Litigation funders reluctant while receivers rule

litigation funders

Armstrong Hird Advisory’s Michael Hird.

Availability of and access to litigation funders is one of the biggest challenges for liquidators and while funder numbers have swelled in recent years it doesn’t mean the dollars are easier to find.

Liquidator Michael Hird has spent considerable time trying to attract a backer willing to underwrite examinations of some of the directors of the failed Allmine Group, a search outlined in convenient detail by Federal Court judge Jacqueline Gleeson In the matter of Allmine Group Limited (In Liquidation) (ACN 128 806 271).

Hird began his quest for funding in 2013 when he and Trent Hancock were partners of Moore Stephens. This was back in the days before Moore Stephens’ Sydney CBD practice defected to Pitcher Partners.

The pair had replaced West Australia Insolvency SolutionsKimberley Strickland and David Hurt as voluntary administrators (VAs) at the first meeting of creditors in July 2013.

Allmine’s convertible note holders meanwhile had installed KordaMentha’s Scott Langdon and Cliff Rocke as receivers (Rocke has since joined Cor Cordis) and engaged Korda’s subsidiary 333 Advisory to prepare a “Limited Strategic and Financial Review” of Allmine Group.

The 333 Group draft review excoriated Allmine’s financial management, stating “The Group’s accounting and finance functions are barely functional, lack ownership and accountability and are under resourced”.

The review also gave Hird and Hancock some ammunition. All they needed were funds to deploy it via public examinations and other methods of investigating Allmine’s affairs in the lead up to its collapse.

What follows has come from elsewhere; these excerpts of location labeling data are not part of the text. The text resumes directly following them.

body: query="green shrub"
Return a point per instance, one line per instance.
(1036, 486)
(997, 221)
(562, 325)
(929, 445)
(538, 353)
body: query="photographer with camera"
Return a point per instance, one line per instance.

This after all is the company whose subsidiary Construction Industries Australia (CIA) reportedly lost $7 million worth of plant materials and construction equipment it had leased for work on the Sino Iron Project at Cape Lambert in West Australia’s Pilbara region.

Despite the conclusions of the 333 Advisory review, Allmine’s convertible note holders and other creditors declined to provide Hird and Hancock with any funding.

During 2014 Hird and Hancock explored recapitalisation proposals for a deed of company arrangement (DoCA).

In 2015 Hird lodged a Section 533 Report with ASIC and over the course of that year made two applications for funding in respect of the proposed disqualification of former Allmine director Robert Wilde. ASIC declined.

It wasn’t until May 2016 that a glimmer of hope appeared in the form of a no win, no fee retainer offered by law firm Slater + Gordon.

Several months later Hird finalised his S 533 Reports to ASIC, in which he mentioned that he had signed an agreement with an unidentified litigation funder.

Three years of hard slog. We don’t know if secured creditor Westpac retrieved all it was owed but the receivers retired in 2016, and helpfully bestowed 95 boxes of files on the unfunded Hird.

So he finally had books and records and other information and he finally had a funding deal, even if it was entered into in circumstances that were not entirely to the judge’s liking.

“By s 477(2B), Mr Hird was obliged not to enter into the funding agreement except with the approval of the Court. Mr Hird’s explanation his failure to seek that approval before now was not satisfactory,” Justice Gleeson said.

“The reasons Mr Hird gave were, firstly, that it took several months for the company’s receivers to provide him with the company’s documents which comprised 95 boxes of materials.

“Mr Hird reviewed the documents and, in July 2017, prepared the relevant files for digital copying which was completed by September 2017.

“Mr Hird also had two computer hard drives containing data related to the company. He arranged for access to this data through a forensic assessment process, it being made available to him on 2 October 2017.

“Secondly, there was a short handover period and delay as a result of the departure of the solicitor at Slater + Gordon who previously had the carriage of the matter. Finally, Mr Hird suffered from ill health over the course of 2017 including a short period of hospitalisation.”

Slater + Gordon had specifically recommended to Hird in a letter dated May 31, 2016 that he apply to the courts before entering into a funding agreement.

Hird’s evidence in the post-deal application was that his “preliminary investigations would not be substantially advanced until if and when the approval of the Court was granted” so it seems the courts will overlook being overlooked if everything else seems in order.

His three year quest for funding meanwhile proves that the merits of the claim notwithstanding, it’s hard to attract litigation funders while receivers retain the essential information.